Reader's Annotation: In a small town in California, everyone over the age of fourteen disappears without a trace, suddenly and horrifically, leaving empty cars to crash and buildings to go to ruin. Out of those who are left, Sam is a reluctant hero who lacks the courage to take responsibility for all of the teens, kids, and infants left, but there is no one else, other than the ruthless and power-hungry Caine.

Information About the Author: Michael Grant is a California born and raised author who started writing late. To make up for it, he and his wife co-wrote the long-lived Animorphs children's series, writing 150 books in total.
After finishing the Animorphs series, Grant then went on to write the Gone series, which he wrote "to creep you [the reader] out." Read more about Michael Grant at his website.

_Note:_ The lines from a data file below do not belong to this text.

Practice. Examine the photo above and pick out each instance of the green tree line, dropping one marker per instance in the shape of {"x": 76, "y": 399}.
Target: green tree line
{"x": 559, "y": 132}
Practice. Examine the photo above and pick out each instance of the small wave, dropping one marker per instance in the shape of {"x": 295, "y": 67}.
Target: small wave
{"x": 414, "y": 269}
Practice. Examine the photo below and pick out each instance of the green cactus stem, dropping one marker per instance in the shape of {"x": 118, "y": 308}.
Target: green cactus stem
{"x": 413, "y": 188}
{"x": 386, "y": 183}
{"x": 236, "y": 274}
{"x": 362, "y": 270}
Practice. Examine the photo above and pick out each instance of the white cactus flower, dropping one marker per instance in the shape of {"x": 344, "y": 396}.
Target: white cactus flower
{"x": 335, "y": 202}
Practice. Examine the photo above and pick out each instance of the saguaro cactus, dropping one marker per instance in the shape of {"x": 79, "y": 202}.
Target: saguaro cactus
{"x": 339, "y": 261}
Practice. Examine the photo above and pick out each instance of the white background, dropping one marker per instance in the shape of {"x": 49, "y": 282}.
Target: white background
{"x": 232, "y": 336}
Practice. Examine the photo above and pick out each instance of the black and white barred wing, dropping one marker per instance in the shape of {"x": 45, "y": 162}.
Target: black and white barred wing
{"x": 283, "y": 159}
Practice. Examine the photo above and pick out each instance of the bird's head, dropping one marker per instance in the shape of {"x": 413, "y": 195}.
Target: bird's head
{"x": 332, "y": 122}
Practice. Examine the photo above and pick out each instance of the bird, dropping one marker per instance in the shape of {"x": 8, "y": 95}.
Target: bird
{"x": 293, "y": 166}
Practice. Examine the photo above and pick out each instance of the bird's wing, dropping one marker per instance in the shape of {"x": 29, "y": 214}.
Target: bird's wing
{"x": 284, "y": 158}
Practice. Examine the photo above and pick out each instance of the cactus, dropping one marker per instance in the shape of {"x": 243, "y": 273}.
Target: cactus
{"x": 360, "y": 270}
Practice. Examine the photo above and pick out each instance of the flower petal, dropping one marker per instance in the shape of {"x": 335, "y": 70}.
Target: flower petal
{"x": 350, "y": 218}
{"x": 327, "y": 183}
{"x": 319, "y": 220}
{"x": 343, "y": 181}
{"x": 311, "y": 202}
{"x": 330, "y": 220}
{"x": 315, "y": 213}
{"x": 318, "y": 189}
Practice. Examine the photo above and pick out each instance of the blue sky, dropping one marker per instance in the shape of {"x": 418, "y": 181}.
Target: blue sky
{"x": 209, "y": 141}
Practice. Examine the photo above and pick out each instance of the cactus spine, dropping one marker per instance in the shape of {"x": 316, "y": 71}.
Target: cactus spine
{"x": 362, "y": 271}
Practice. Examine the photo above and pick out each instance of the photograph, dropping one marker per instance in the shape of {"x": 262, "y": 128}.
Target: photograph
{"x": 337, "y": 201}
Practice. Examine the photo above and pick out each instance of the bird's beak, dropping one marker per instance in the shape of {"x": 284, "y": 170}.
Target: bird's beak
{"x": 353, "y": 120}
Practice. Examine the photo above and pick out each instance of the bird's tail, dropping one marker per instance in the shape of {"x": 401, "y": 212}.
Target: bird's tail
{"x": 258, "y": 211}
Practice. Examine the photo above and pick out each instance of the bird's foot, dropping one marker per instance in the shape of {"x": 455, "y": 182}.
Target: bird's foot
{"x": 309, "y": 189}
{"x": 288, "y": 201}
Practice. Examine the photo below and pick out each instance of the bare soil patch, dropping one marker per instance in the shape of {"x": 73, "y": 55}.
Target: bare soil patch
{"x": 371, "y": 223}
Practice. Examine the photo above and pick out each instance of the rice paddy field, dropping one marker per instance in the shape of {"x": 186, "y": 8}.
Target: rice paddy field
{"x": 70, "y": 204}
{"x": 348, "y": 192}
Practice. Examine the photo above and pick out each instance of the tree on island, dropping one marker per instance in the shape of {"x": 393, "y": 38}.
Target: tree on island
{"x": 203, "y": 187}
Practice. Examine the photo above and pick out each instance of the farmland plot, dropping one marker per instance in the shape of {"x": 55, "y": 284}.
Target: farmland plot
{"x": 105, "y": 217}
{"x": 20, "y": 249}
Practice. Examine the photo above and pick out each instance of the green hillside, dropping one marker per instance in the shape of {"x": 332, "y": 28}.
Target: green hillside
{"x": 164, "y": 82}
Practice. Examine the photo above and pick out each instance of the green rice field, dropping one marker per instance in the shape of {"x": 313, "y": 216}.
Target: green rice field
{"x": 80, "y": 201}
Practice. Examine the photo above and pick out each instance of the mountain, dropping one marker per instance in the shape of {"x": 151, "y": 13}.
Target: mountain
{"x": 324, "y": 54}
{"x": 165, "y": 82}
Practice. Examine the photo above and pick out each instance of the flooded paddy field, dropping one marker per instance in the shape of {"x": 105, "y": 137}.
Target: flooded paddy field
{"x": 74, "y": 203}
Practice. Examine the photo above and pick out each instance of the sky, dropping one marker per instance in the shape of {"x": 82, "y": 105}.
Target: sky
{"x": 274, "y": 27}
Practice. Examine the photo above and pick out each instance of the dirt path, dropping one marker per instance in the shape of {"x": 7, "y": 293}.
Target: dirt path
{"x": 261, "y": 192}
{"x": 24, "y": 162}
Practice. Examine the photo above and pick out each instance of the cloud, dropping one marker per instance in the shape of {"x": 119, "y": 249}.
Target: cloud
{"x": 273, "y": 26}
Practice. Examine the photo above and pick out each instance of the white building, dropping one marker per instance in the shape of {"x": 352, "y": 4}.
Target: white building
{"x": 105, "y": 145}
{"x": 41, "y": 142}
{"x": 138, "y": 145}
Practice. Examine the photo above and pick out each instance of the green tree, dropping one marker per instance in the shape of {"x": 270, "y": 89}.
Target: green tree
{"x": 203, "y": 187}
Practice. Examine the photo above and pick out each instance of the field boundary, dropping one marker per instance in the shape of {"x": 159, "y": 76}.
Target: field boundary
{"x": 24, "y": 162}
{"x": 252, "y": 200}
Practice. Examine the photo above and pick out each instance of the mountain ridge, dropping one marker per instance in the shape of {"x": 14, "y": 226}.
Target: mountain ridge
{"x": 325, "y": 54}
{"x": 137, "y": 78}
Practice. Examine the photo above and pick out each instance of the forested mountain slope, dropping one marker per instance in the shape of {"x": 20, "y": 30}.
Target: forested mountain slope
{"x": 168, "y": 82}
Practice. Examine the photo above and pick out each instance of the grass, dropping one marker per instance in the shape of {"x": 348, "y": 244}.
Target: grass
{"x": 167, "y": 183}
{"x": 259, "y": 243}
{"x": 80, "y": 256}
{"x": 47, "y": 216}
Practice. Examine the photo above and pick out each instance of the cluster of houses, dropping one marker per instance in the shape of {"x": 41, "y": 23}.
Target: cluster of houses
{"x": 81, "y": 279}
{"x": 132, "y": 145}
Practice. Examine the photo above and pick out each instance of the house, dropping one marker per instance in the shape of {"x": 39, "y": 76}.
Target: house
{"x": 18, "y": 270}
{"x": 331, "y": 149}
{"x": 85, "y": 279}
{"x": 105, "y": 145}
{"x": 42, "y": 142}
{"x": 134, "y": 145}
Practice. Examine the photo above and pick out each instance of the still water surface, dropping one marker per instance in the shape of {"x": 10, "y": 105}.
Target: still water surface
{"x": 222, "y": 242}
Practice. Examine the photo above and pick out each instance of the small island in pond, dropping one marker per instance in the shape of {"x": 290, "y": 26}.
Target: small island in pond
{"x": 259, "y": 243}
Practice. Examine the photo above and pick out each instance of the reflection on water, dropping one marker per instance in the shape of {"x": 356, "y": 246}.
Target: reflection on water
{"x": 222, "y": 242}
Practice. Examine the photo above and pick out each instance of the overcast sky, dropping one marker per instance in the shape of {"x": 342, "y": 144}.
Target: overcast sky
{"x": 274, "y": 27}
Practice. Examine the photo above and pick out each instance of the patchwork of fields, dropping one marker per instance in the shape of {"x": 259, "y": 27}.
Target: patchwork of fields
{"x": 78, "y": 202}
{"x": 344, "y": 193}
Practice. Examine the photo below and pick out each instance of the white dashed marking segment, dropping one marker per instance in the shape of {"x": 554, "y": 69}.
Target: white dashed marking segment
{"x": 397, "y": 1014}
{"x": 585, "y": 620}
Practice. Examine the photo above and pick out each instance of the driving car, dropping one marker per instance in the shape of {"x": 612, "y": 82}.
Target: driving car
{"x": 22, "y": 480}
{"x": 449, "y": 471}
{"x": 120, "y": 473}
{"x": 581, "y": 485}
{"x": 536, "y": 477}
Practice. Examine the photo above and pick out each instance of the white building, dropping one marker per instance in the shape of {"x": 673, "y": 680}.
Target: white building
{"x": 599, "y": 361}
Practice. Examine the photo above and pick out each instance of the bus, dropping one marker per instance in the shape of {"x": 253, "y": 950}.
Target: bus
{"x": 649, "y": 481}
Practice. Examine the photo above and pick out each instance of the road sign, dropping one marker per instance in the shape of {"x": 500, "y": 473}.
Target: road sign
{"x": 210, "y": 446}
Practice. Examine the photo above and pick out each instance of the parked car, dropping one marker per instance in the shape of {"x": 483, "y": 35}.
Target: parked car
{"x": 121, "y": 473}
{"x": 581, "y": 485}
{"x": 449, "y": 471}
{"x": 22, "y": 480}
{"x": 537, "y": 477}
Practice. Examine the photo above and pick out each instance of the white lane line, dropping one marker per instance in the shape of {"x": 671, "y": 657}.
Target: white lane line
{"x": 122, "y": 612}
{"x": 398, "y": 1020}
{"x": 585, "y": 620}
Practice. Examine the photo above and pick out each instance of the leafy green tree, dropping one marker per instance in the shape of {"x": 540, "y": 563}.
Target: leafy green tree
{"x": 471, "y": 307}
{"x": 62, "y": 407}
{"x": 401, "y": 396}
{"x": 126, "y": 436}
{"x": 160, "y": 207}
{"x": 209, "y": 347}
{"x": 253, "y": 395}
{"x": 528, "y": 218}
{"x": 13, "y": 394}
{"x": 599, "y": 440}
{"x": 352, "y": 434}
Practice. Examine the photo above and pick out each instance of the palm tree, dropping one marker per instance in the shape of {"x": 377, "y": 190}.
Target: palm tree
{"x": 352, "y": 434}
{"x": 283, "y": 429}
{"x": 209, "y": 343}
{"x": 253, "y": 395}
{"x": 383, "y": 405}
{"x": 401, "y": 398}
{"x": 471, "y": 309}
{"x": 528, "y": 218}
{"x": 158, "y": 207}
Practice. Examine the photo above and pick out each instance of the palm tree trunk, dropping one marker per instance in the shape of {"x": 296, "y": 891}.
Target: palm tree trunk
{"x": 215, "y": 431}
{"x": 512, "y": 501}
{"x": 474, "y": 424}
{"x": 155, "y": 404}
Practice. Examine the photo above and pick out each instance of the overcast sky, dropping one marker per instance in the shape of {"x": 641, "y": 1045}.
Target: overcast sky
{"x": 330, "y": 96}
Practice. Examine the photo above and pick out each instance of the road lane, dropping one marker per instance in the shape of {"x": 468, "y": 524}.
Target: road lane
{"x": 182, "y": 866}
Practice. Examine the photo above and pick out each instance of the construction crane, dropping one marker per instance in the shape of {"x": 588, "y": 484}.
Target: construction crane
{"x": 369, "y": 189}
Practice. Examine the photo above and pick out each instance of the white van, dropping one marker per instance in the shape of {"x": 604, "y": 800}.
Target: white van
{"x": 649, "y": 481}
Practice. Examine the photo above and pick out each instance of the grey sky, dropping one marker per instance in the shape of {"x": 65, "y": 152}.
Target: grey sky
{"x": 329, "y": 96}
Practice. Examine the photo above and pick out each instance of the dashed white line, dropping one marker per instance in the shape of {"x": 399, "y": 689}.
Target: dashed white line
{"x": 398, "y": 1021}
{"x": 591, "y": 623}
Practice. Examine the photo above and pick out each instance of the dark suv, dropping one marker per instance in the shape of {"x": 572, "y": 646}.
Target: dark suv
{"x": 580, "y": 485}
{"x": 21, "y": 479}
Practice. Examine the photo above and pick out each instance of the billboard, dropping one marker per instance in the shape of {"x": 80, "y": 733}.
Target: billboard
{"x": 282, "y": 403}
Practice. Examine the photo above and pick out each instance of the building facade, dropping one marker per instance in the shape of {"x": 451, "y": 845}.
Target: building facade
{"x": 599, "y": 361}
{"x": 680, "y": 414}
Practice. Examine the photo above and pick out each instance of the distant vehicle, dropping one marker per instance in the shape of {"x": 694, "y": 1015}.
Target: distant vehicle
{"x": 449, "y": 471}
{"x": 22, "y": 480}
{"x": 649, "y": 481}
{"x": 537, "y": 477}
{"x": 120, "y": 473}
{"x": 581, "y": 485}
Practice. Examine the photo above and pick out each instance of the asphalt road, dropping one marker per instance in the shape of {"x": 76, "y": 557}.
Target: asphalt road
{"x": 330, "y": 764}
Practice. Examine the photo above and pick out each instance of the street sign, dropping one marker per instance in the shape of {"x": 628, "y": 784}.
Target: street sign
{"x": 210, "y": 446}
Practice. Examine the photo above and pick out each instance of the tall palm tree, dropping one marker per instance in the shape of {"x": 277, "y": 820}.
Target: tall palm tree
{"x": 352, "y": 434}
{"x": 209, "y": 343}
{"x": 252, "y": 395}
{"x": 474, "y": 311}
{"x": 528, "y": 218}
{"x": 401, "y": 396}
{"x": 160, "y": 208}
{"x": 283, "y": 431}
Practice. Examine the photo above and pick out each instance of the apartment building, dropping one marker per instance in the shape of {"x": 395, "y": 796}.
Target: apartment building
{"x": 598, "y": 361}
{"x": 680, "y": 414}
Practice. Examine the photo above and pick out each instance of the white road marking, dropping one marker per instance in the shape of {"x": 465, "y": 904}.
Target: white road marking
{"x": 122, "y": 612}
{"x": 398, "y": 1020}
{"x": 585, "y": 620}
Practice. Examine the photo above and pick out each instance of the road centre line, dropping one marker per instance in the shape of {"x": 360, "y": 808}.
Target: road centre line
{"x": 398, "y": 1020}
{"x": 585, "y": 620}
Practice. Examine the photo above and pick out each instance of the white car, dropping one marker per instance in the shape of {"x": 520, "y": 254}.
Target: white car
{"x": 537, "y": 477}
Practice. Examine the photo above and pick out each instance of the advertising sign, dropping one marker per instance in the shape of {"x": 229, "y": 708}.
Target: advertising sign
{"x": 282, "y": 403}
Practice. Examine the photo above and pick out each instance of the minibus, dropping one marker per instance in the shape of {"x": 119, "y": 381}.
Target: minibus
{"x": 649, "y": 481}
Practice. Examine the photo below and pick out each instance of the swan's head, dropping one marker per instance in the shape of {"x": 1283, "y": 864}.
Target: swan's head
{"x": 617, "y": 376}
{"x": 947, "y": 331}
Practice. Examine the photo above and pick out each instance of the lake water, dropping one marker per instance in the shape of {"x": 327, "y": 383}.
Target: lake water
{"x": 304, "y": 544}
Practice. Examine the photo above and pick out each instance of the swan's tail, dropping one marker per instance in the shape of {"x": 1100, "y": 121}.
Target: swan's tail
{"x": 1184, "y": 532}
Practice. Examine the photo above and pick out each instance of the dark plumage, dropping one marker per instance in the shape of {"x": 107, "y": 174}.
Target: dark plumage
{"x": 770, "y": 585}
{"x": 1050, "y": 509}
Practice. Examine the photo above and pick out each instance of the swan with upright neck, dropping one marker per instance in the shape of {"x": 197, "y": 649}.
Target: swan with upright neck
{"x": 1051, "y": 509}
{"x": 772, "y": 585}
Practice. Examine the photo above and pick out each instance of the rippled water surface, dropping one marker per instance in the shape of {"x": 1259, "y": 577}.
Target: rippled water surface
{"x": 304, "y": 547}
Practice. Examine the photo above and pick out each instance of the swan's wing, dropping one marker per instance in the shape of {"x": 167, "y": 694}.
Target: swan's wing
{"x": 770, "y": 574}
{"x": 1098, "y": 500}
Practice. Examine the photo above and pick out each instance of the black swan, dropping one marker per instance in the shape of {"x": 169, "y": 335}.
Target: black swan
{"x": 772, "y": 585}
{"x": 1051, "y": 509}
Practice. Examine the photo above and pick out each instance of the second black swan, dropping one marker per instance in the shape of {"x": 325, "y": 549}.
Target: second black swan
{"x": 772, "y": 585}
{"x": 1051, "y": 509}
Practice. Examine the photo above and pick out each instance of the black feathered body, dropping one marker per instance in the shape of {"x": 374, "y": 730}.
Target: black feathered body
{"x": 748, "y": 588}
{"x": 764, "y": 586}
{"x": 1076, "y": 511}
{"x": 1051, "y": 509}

Genre: Supernatural; Dystopia; Good versus Evil

Curriculum Ties N/A

Booktalking Ideas:
  • In a small Californian town, everyone over the age of fourteen suddenly disappears without a trace, in an instant. Now, the elders of the town are fourteen-year-olds and bullies start to use their might to rule over the other kids. A mysterious barrier covers the town, trapping everyone, while kids being to gain supernatural powers. Everyone struggles to maintain order amidst the new rulers.
Reading Level: 14+

Challenge Issues:
  • Almost a modern-day Lord of the Flies where the kids have superpowers, Gone is a story about what would happen to kids and teens if there were no adults. A common theme, it shows the good and the bad of each individual, as people step up to lead for the good of the community and those who lead for power and domination over others. While targeting teens, this book could easily be read by adults, much like Lord of the Flies.
Why This Book?: Staff recommendation

Reference Page:
Grant, M. (2008). Gone. United States of America: HarperCollins Publishers.